The runners set off at a moderate pace, led by The Returned towards the first fence where Tom Tug and Robinson both refused. The former very quickly took the fence at the second attempt but Parker was unable to induce his mount and after several attempts, gave up and returned to the stables. On the very heavy going the pace was so slow on the plough that Tom Tug was soon able to make up the ground and led the field over the great water jump by the Canal. Peter Simple was among the leading half dozen when he fell at the Anchor Bridge but was remounted very quickly before many of the horses struggling at the rear has reached the fence.

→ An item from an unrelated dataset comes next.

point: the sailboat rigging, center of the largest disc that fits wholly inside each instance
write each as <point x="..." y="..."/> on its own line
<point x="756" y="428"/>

Tom Tug retained a good lead on jumping the artificial brook and was followed by The Returned, Discount, Peter Simple, The Romp and Charity who fell. Powell was able to quickly remount and continue with only the tailed off Little Peter behind him.

Rackley upped the tempo on Tom Tug and increased his lead throughout the second circuit, coming back over the Anchor Bridge many lengths ahead of Marengo, Discount and The Returned, who themselves were clear of the remainder, most of whom now appeared to be quite distressed. Tom Tug too appeared to be rapidly tiring and his lead was quickly cut down by the chasing trio of whom Marengo appeared to be travelling the strongest. It was Discount however who found the extra pace to kick on, passing Tom Tug well before reaching the distance chair and going on to win easily by twenty lengths. The Returned pipped a very distressed Tom Tug for second place while Marengo pulled up to a walk on the run in and was passed by Caesar, The Romp and Lather. Little Peter and Louis Philippe may also have completed the course though a great number of the runners gave up the chase after Anchor Bridge and walked in, bypassing the final hurdle. The timekeeper lodged the official time as 13 minutes 58 seconds, which was 1 minute and 28 seconds slower than the record for the race.

The very heavy going left many quite distressed at the finish, with Lather found to have broken down badly, though it wasn't recorded if the horse was spared by the vet. Reporters were also doubly challenged to record the race as many riders weighed out in crimson colours, a popular trend at the time, despite only one entry being officially listed as carrying crimson. As the race progressed it became increasingly difficult to distinguish the colours of the riders in any case as they were so heavily covered in mud. Harry Rackley, the rider of Tom Tug had to be helped from his saddle and was on the point of fainting as it emerged he'd taken part while still weakened from injuries received in a fall the previous week. Despite this, four of the competitors raced again in the next two races on the same card. Wiverton won a match race after the National while Heslington, Robinson and Peter Simple took part in the Champion Hurdle

The winning rider, John Crickmere was riding in his second National having finished third the previous year. he was twenty-two years old and would go on to have one further ride in the race before dying of consumption in 1846. The previous year he had been very unlucky to lose the race and commented on this to the winning rider, Tom Olliver who had responded by saying that he had stopped for a smoke to allow Crickmere's mount to catch up. This year Olliver failed to complete the course, prompting Crickmere to ask him where Olliver had stopped for a smoke this year to which Olliver replied with a smile that this year he had instead stopped for a drink in Kirby. On the official Aintree records published each year in the race card he is listed as either Mr Crickmere or H Crickmere. The owner was a Piccadilly horse dealer by the name of Mr Quartermaine. The winning horse was by Sir Hercules out of Minikin and was originally named Magnum Bonum.